Singapore offers a distinct model. The foreign domestic worker programme allows households to hire live-in domestic workers (primarily from the Philippines, Indonesia, and Myanmar) at regulated wages. As of 2024, roughly one in five Singaporean households employs a foreign domestic worker. The system provides affordable care but has faced criticism over worker protections, living conditions, and the structural dependency it creates.
Technology and care
Japan, facing the most acute care worker shortage, has invested heavily in care robotics. Assistive devices range from robotic lifting aids (reducing back injuries among caregivers) to companion robots designed to provide social interaction for isolated elderly people. The evidence on effectiveness is mixed. Physical assistance robots have measurable benefits for caregiver health. Social companion robots show some positive effects on loneliness and agitation in dementia patients, but researchers caution that they do not substitute for human connection and raise ethical questions about the dignity of care.

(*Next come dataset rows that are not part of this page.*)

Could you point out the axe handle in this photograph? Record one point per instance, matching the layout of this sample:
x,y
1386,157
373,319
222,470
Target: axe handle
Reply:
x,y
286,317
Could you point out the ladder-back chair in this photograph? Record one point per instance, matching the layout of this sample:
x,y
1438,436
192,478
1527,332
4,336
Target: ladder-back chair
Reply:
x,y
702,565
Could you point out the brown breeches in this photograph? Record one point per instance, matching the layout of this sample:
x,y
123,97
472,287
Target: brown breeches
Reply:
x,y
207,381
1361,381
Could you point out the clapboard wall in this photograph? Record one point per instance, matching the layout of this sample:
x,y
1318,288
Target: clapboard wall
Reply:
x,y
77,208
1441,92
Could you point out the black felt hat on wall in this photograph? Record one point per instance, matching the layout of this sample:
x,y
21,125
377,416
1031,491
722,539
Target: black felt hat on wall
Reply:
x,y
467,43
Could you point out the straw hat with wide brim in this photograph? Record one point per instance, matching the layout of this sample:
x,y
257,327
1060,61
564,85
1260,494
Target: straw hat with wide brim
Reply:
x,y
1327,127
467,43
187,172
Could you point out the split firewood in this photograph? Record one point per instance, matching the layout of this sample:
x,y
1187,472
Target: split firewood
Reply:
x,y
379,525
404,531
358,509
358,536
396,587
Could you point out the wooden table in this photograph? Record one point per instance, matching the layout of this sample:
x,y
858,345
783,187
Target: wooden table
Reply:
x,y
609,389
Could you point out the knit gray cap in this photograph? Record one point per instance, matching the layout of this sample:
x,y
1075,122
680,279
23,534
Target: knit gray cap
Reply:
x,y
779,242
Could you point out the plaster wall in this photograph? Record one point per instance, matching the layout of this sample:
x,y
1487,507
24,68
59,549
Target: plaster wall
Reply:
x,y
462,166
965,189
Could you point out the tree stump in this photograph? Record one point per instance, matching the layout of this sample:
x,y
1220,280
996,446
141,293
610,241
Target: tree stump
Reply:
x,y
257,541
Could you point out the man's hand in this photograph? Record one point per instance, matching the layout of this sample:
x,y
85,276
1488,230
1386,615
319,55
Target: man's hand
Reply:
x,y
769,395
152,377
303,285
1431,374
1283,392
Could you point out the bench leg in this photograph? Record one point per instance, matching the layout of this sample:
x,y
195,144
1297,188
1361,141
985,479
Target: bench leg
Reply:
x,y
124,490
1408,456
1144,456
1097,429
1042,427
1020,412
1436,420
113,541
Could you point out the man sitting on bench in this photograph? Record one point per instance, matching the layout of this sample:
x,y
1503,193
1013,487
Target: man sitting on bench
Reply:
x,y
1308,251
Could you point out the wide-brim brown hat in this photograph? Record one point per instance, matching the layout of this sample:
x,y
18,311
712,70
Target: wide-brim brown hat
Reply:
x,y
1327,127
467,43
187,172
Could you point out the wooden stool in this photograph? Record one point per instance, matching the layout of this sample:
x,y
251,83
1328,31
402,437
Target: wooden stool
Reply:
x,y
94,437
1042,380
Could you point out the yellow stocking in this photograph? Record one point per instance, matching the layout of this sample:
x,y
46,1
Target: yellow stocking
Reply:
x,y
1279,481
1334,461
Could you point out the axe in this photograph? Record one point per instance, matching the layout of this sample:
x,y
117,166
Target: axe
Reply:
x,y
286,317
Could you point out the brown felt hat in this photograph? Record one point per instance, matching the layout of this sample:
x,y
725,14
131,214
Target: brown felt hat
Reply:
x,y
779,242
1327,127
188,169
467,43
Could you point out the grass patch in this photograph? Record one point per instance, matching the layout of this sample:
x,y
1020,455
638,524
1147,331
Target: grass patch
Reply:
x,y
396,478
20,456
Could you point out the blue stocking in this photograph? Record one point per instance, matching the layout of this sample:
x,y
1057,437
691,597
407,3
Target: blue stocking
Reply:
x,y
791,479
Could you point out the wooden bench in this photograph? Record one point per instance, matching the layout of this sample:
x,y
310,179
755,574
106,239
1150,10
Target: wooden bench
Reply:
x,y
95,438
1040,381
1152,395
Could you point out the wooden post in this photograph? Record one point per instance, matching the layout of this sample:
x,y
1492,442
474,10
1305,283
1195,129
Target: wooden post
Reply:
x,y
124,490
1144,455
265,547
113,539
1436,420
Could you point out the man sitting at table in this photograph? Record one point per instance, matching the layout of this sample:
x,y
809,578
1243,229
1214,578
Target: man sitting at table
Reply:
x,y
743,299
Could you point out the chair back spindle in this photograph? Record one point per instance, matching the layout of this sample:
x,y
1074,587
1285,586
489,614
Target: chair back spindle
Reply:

Remote monitoring (wearables, smart home sensors, telemedicine) can extend the period during which elderly people live independently, reducing or deferring the need for institutional care. But the technology raises surveillance and consent questions, particularly for people with cognitive decline. The broader pattern is familiar from the Technology page: tools reshape what is possible, but the distributional consequences - who benefits, who is displaced, whose dignity is affected - depend on institutional choices, not on the technology alone.
Where analysts disagree
Should unpaid care work be included in GDP? Feminist economists (Marilyn Waring, Nancy Folbre) have argued for decades that excluding unpaid care from national accounts systematically undervalues women's work and distorts policy. Others argue that including it would introduce measurement problems that would reduce GDP's usefulness as a comparable metric. Satellite accounts - separate estimates that complement rather than replace GDP - are the current compromise used by some national statistical agencies.
Is public or market provision better? The Nordic model (high taxes, public provision) produces high-quality care and high female labour force participation but requires sustained political consensus for high taxation. The market model (US, UK to some extent) keeps taxes lower but produces affordability crises and inequality in access. Mediterranean and East Asian models rely more heavily on family (especially female family) provision, which keeps public costs low but reduces women's labour force participation. No model has solved all three problems (quality, access, cost) simultaneously.
Can immigration solve the care gap? For destination countries, care worker immigration is a partial solution. For sending countries, the brain drain in healthcare workers is a genuine problem. Whether bilateral agreements (the Philippines-Germany nursing corridor, for example) can balance sending-country and receiving-country interests is an active policy experiment. The structural tension between labour market needs in aging rich countries and workforce development needs in younger poorer countries has no easy resolution.
Care is the hidden load-bearing structure of every economy. When it works - when children are raised, elderly parents are supported, sick people are tended - it is invisible, unpriced, and uncounted. When it fails - when childcare costs force parents out of the workforce, when elderly people die alone, when care workers cannot afford to live on their wages - the costs become visible everywhere else: in health systems, in labour markets, in family formation, in the demographic curves this site tracks.